Data

Here I use the data available at https://github.com/nytimes/covid-19-data to highlight a few aspects of the Covid-19 pandemic in Nassau county, New York. I show the R code that I have used.

I begin by making the tidyverse package available for use:

library(tidyverse)

Next, I download the data provided by The New York Times for all US counties and prepare a smaller data frame for Nassau county, NY, by specifying its FIPS code, which happens to be 36059:

corona.us.counties_2020 <- read_csv("https://raw.githubusercontent.com/nytimes/covid-19-data/master/us-counties-2020.csv")
corona.us.counties_2021 <- read_csv("https://raw.githubusercontent.com/nytimes/covid-19-data/master/us-counties-2021.csv")
corona.us.counties_2022 <- read_csv("https://raw.githubusercontent.com/nytimes/covid-19-data/master/us-counties-2022.csv")
corona.us.counties <- rbind(corona.us.counties_2020, corona.us.counties_2021, corona.us.counties_2022)
mycounty.mystate <- filter(corona.us.counties, fips == params$fips)
head(mycounty.mystate)
## # A tibble: 6 × 6
##   date       county state    fips  cases deaths
##   <date>     <chr>  <chr>    <chr> <dbl>  <dbl>
## 1 2020-03-05 Nassau New York 36059     1      0
## 2 2020-03-06 Nassau New York 36059     4      0
## 3 2020-03-07 Nassau New York 36059     4      0
## 4 2020-03-08 Nassau New York 36059     5      0
## 5 2020-03-09 Nassau New York 36059    17      0
## 6 2020-03-10 Nassau New York 36059    19      0

The crucial variables are cases and deaths, representing cumulative counts. Note that the data are arranged chronologically and begin on Thursday, March 05, 2020, the day the first case was recorded in Nassau county, New York.

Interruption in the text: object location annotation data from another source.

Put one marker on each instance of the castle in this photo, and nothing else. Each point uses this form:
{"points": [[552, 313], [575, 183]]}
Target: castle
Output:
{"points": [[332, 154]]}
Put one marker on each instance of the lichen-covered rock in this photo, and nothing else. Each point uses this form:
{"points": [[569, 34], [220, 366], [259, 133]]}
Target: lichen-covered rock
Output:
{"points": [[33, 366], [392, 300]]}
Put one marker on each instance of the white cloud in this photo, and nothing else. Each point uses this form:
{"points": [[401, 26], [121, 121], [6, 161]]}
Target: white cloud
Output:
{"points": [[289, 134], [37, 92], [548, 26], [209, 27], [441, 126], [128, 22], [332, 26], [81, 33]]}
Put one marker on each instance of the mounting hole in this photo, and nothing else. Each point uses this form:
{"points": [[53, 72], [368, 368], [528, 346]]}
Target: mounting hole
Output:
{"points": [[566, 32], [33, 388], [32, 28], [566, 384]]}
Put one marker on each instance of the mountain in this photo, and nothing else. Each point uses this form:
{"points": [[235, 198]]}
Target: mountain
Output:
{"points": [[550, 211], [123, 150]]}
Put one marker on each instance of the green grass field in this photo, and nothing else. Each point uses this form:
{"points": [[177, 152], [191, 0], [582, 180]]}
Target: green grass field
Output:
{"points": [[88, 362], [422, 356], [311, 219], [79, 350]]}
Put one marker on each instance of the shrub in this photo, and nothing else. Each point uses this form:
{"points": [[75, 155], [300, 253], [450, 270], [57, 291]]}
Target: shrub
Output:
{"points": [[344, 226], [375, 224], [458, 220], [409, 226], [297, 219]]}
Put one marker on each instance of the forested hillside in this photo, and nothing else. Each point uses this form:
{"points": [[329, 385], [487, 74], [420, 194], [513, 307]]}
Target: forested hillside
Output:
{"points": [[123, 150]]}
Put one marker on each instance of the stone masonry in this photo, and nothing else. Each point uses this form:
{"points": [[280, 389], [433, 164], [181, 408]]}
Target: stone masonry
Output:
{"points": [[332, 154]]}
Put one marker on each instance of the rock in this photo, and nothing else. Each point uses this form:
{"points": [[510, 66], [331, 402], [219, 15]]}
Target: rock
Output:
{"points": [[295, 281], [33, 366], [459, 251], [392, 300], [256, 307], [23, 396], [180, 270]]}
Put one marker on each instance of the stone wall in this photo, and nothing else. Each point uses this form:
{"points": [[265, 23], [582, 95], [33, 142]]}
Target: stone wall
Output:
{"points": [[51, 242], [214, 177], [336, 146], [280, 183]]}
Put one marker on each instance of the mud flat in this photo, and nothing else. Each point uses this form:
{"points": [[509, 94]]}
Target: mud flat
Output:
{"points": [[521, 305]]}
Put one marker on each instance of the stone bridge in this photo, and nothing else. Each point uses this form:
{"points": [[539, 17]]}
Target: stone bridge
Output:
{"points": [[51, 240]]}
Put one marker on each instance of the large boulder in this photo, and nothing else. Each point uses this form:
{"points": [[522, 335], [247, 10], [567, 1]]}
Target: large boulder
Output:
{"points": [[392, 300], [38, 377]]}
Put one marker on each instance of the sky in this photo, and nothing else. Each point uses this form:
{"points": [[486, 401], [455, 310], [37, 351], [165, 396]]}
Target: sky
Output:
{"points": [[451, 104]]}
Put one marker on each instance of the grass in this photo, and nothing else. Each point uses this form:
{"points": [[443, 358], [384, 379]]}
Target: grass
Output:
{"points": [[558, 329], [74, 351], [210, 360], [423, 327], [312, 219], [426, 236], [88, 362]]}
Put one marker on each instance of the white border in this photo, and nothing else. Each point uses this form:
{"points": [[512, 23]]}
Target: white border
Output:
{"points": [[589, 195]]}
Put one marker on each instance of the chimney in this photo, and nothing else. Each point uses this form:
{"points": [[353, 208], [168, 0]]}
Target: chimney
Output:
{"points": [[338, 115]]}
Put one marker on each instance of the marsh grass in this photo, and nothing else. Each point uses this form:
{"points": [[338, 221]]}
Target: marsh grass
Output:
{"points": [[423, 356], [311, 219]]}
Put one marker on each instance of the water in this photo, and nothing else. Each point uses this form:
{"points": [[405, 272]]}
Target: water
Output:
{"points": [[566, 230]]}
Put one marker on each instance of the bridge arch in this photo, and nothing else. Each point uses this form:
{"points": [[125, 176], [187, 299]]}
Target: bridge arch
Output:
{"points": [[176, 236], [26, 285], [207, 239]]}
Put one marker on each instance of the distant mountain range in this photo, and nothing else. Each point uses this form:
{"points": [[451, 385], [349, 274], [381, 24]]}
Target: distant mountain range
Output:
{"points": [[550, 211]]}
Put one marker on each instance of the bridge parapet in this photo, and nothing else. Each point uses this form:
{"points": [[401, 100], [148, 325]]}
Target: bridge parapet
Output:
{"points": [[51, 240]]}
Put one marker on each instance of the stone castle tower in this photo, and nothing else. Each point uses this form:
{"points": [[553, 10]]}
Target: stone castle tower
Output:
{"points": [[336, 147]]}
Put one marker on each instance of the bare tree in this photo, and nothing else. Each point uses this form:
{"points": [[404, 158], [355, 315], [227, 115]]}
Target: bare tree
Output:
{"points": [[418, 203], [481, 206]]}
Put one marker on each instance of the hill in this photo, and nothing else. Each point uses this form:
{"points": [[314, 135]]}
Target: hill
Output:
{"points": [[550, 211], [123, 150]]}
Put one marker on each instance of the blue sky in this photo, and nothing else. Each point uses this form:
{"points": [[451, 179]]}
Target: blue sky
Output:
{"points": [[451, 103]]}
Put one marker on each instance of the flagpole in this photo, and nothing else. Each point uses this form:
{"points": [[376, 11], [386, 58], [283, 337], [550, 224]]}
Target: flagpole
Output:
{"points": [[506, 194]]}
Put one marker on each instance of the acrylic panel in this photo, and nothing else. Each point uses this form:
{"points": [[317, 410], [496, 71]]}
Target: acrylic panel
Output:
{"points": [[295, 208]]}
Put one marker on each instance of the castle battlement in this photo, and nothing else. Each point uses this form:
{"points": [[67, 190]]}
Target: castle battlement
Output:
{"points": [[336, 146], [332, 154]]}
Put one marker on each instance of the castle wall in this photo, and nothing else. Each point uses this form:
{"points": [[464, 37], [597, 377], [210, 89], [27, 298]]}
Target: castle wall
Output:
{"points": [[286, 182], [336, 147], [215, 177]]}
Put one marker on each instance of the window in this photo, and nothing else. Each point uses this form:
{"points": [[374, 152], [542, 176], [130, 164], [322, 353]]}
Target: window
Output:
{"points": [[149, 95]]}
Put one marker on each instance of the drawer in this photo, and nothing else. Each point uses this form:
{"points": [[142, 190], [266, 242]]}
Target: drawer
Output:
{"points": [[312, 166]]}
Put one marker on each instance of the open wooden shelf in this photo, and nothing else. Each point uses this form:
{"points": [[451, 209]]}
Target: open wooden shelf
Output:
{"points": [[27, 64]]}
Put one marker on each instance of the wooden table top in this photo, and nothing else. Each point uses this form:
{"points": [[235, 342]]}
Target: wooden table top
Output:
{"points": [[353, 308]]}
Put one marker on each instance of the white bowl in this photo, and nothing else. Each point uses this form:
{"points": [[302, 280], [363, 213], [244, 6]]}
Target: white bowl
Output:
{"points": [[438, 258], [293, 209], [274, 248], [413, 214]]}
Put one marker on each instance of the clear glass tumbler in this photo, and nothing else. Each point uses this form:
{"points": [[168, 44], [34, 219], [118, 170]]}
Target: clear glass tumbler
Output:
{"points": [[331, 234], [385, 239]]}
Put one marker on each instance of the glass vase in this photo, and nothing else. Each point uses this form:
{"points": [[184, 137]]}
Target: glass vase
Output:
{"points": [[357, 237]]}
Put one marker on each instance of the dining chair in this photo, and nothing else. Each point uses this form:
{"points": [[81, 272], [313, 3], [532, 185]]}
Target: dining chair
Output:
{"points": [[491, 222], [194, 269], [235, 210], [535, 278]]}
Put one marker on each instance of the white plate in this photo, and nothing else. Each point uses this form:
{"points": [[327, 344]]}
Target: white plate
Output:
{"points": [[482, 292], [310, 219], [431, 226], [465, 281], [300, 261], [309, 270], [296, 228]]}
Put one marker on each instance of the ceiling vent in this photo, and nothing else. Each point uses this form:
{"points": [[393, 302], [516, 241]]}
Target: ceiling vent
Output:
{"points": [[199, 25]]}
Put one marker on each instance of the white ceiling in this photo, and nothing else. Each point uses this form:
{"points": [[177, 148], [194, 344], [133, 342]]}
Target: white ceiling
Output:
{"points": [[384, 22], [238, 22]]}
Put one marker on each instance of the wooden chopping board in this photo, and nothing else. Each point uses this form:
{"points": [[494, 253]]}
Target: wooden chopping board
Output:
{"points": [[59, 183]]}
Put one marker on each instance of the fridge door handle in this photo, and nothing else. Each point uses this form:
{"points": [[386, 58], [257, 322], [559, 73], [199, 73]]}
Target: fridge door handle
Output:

Graphs of Cumulative Covid-19 Cases and Deaths

Cumulative Covid-19 Cases

As an example of the use of the xts and dygraphs packages, I present an interactive graph of the cumulative number of Covid-19 cases. The xts package is widely used to work with time series data. The dygraphs package creates, inter alia, interactive graphs when it is fed an xts data object.

library(xts)
library(dygraphs)
mycounty.mystate.coredata <- mycounty.mystate %>%
  select(cases, deaths) 
mycounty.mystate.index <- as.Date(mycounty.mystate$date, "%m/%d/%Y")

mycounty.mystate.xts <- xts(mycounty.mystate.coredata, order.by= mycounty.mystate.index)

dygraph(mycounty.mystate.xts$cases, main = "Cumulative Cases", width = 500, height = 300) %>%
  dyRangeSelector() %>%
  dyHighlight(highlightCircleSize = 5,
              highlightSeriesBackgroundAlpha = 0.2,
              hideOnMouseOut = FALSE)
# To show all the variables in the `xts` object, delete `$cases`.

Note, again, that this graph is interactive! If you glide your cursor over the graph, you should see an ever-changing label giving the cumulative cases of Covid-19 for the relevant day. You should also be able to drag the sliders on the graph’s horizontal axis to choose the beginning and end of the chart’s time period.

The next graph shows the same data as the one above, but using a logarithmic scale (with one unit of height along the vertical scale representing a doubling of the plotted variable). Moreover, this is a static – that is, non-interactive – graph.

For my static graphs, I use the ggplot2 package, which is part of the tidyverse package that I have already made ready for use.

ggplot(data = mycounty.mystate) +    
  geom_point(mapping = aes(x = date, y = cases), color = "blue") +
  scale_y_continuous(trans = 'log2') +
  labs(x = "Date", y = "Cumulative Cases", title = "The Spread of the Virus", subtitle = "Logarithmic Scale")

Cumulative Covid-19 Deaths

The next graph begins as non-interactive, but becomes interactive thanks to the ggplotly command of the Plotly package.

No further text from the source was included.